Seeing that Regan was about to treat him worse, if anything, than Goneril, King Lear said he would return to his eldest daughter with the fifty knights to which she had reduced him. But now Goneril began to draw back. Why did he need five-and-twenty, ten, or even five followers, in a house where twice as many had orders to attend on him?
“What need of one?” added Regan.
“O, reason not the need,” exclaimed Lear, justly indignant at this sordid argument from those to whom he had given his entire possessions. “Our basest beggars are in the poorest thing superfluous. But for true need—you heavens, give me that patience, patience I need! You see me here, you gods, a poor old man, as full of grief as age; wretched in both.... You think I’ll weep? No, I’ll not weep. I have full cause of weeping; but this heart shall break into a hundred thousand flaws before I’ll weep.... O Fool, I shall go mad!”
And, hurling forth threats of revenge, King Lear hurried from the castle, followed by his faithful companions, the Fool and the Earl of Kent. Darkness was coming on; it was a wild night of storm; the wind howled and raged; for miles around on the desolate heath there was not even a bush for shelter. But the heart-broken father’s only thought was to fly from the cruel daughters who had so shamefully treated him.

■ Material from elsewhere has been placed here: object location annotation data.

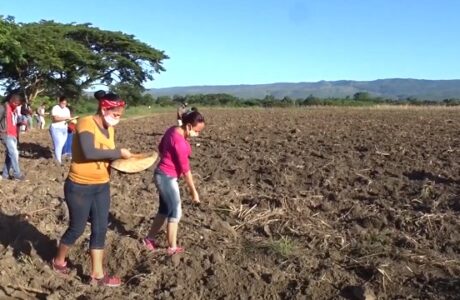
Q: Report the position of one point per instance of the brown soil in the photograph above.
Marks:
(306, 204)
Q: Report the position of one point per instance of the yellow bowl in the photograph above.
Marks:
(136, 163)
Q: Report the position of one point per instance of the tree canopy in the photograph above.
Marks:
(58, 58)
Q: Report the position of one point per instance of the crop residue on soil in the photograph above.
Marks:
(321, 204)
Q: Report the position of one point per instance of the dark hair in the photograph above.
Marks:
(192, 117)
(12, 96)
(99, 95)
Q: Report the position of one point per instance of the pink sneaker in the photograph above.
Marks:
(149, 244)
(175, 250)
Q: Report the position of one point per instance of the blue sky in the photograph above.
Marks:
(223, 42)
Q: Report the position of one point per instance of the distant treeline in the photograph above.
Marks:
(87, 103)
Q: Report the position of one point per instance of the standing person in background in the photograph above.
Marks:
(9, 136)
(181, 109)
(174, 163)
(87, 188)
(41, 112)
(58, 129)
(71, 125)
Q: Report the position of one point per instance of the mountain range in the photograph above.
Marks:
(395, 88)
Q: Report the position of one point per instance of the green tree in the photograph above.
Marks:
(68, 58)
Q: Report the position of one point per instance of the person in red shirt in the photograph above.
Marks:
(9, 136)
(174, 151)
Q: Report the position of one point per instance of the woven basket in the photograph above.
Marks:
(136, 163)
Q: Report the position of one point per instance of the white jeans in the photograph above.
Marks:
(59, 136)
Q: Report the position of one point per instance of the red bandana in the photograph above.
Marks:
(108, 104)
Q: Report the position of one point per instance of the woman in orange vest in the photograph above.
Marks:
(87, 189)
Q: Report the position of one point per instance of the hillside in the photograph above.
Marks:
(387, 88)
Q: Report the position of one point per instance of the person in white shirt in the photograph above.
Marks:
(41, 116)
(60, 114)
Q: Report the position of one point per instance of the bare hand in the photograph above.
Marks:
(195, 197)
(125, 153)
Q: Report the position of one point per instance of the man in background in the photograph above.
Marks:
(9, 136)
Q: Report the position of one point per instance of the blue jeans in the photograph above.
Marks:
(11, 157)
(170, 203)
(59, 136)
(83, 201)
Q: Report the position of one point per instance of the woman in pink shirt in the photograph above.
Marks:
(174, 163)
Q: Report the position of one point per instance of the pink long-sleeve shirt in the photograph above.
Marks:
(174, 152)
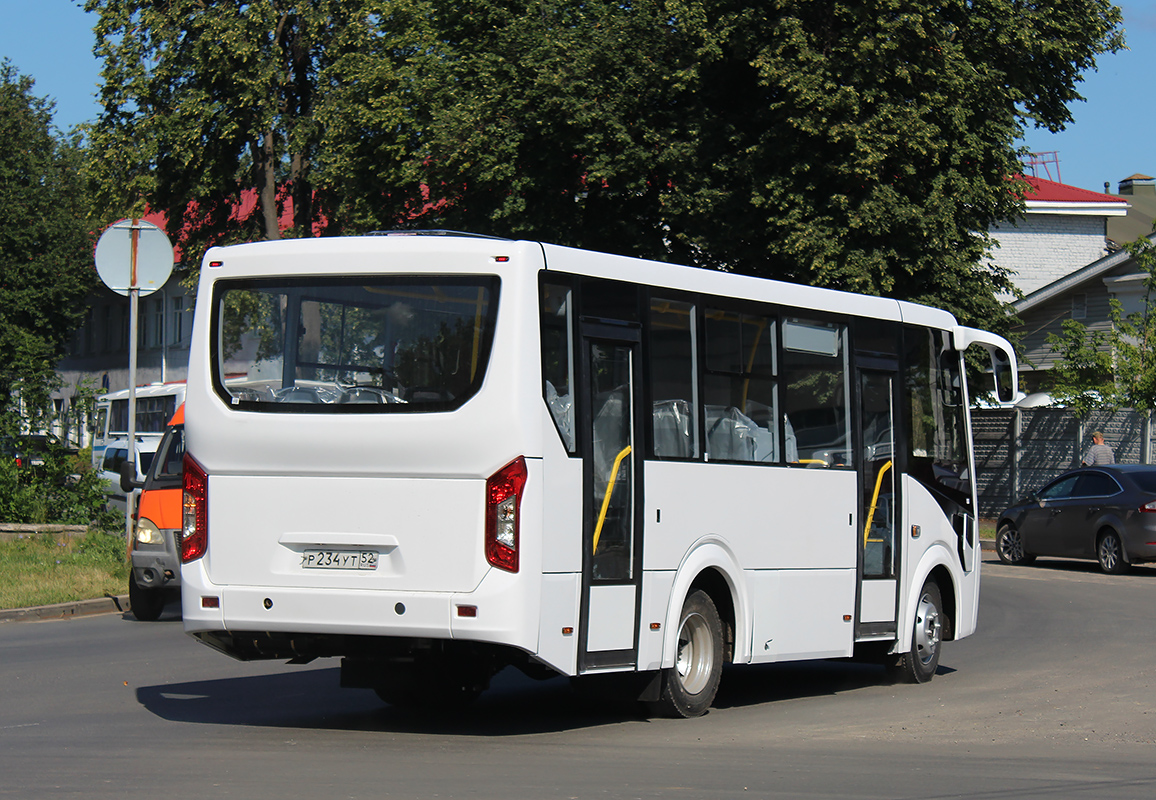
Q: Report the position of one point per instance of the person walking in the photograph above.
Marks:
(1099, 453)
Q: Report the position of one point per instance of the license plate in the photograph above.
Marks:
(339, 560)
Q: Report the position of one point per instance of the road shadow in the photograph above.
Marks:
(513, 705)
(171, 613)
(756, 684)
(312, 698)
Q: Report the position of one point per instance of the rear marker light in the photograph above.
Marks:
(194, 533)
(503, 504)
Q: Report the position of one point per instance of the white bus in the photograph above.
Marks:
(437, 456)
(155, 406)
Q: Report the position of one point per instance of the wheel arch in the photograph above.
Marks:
(1111, 526)
(711, 567)
(934, 565)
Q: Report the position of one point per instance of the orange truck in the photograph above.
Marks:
(155, 576)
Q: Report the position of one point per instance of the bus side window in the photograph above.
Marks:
(672, 378)
(816, 392)
(741, 393)
(557, 360)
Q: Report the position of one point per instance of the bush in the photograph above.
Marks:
(37, 570)
(66, 490)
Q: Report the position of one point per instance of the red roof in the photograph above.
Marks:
(1049, 191)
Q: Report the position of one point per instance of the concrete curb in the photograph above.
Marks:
(67, 610)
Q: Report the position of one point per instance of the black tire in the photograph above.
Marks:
(688, 688)
(1009, 547)
(146, 604)
(1110, 554)
(919, 664)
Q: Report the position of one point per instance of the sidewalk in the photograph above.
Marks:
(66, 610)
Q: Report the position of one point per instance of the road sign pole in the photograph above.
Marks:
(133, 309)
(147, 252)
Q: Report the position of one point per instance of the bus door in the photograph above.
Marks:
(612, 473)
(879, 490)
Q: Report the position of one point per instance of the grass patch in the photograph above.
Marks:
(39, 570)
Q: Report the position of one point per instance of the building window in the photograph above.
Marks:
(1079, 306)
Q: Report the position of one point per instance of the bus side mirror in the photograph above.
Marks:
(128, 476)
(1005, 382)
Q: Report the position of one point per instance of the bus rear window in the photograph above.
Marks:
(364, 345)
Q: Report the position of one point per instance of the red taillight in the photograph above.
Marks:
(194, 533)
(503, 503)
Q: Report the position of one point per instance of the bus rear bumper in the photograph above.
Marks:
(332, 621)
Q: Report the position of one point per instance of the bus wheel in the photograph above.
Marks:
(688, 688)
(918, 665)
(146, 604)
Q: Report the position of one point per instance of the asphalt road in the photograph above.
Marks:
(1053, 697)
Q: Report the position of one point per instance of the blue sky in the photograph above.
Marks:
(1111, 139)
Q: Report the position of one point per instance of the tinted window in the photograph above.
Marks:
(1145, 480)
(375, 343)
(1060, 489)
(1096, 484)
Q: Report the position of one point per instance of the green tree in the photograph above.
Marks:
(1113, 368)
(865, 146)
(207, 105)
(45, 250)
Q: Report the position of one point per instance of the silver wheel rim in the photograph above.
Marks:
(928, 629)
(1109, 553)
(696, 653)
(1010, 545)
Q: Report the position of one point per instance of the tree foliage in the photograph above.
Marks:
(865, 146)
(45, 249)
(1113, 368)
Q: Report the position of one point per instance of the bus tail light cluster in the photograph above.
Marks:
(194, 527)
(503, 508)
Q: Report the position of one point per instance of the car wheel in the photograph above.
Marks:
(1110, 554)
(146, 604)
(1009, 547)
(688, 688)
(919, 664)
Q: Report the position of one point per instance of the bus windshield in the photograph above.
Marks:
(379, 343)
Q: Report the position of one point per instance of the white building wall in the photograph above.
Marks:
(1044, 247)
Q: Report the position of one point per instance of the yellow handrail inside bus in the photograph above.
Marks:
(609, 490)
(874, 500)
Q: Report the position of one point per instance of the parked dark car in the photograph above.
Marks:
(1105, 513)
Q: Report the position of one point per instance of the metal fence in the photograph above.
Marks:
(1021, 449)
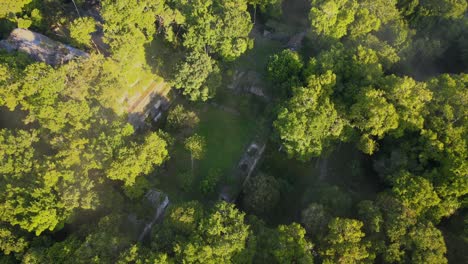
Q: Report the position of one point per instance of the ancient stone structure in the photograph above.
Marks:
(242, 172)
(40, 47)
(159, 202)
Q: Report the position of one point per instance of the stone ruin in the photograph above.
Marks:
(159, 201)
(249, 82)
(40, 47)
(243, 171)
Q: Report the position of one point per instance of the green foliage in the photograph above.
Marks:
(210, 181)
(72, 147)
(196, 145)
(219, 236)
(216, 26)
(292, 246)
(180, 118)
(415, 193)
(197, 76)
(284, 70)
(309, 121)
(372, 114)
(10, 242)
(332, 17)
(315, 219)
(427, 244)
(9, 7)
(184, 218)
(344, 244)
(138, 159)
(261, 193)
(81, 30)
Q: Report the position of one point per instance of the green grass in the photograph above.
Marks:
(226, 136)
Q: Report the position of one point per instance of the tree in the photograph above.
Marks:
(220, 235)
(373, 115)
(216, 26)
(261, 193)
(292, 246)
(427, 244)
(11, 242)
(415, 193)
(10, 7)
(196, 145)
(180, 118)
(284, 70)
(371, 215)
(315, 219)
(409, 98)
(344, 244)
(184, 218)
(137, 160)
(332, 17)
(309, 121)
(81, 30)
(195, 76)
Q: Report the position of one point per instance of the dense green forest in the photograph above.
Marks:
(291, 131)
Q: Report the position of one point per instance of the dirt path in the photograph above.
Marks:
(323, 164)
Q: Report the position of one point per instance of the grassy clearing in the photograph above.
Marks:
(226, 136)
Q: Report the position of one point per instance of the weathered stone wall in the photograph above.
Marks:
(40, 47)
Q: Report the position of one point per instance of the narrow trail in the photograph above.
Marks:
(323, 164)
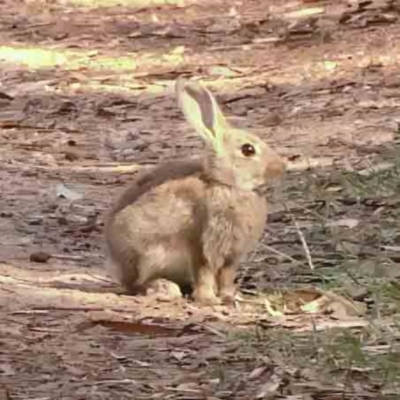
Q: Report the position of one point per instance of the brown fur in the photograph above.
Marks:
(192, 222)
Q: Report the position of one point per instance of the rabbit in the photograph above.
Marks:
(192, 222)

The Earl of Gloucester came in much concern to tell Goneril and Regan that the King was leaving the castle, but they bade him with cold brutality not to persuade him to stay, but to shut his doors. Regan remarked that to wilful men the injuries they brought on themselves must be their own schoolmasters; Lear was attended with a desperate train, and it was wise to be cautious.
“Shut up your doors, my lord,” agreed Cornwall; “it’s a wild night; my Regan counsels well. Come in, out of the storm.”
Night and Storm
Out into the night and storm hurried King Lear, but little he heeded the darkness or the raging of the elements, for now he was mad—really mad. Amid the howling of the blast, cataracts of rain, the rattle of thunder, and blinding flashes of lightning, the old man wandered, bareheaded, tearing his white locks, and shouting incoherent exclamations to the whirlwind.
“Blow, winds, and crack your cheeks! Rage! Blow!... Spit, fire! Spout, rain! Nor rain, wind, thunder, fire, are my daughters. I tax not you, you elements, with unkindness. I never gave you kingdom, called you children; you owe me nothing; then let fall your horrible pleasure. Here I stand, your slave, a poor, infirm, weak, and despised old man.”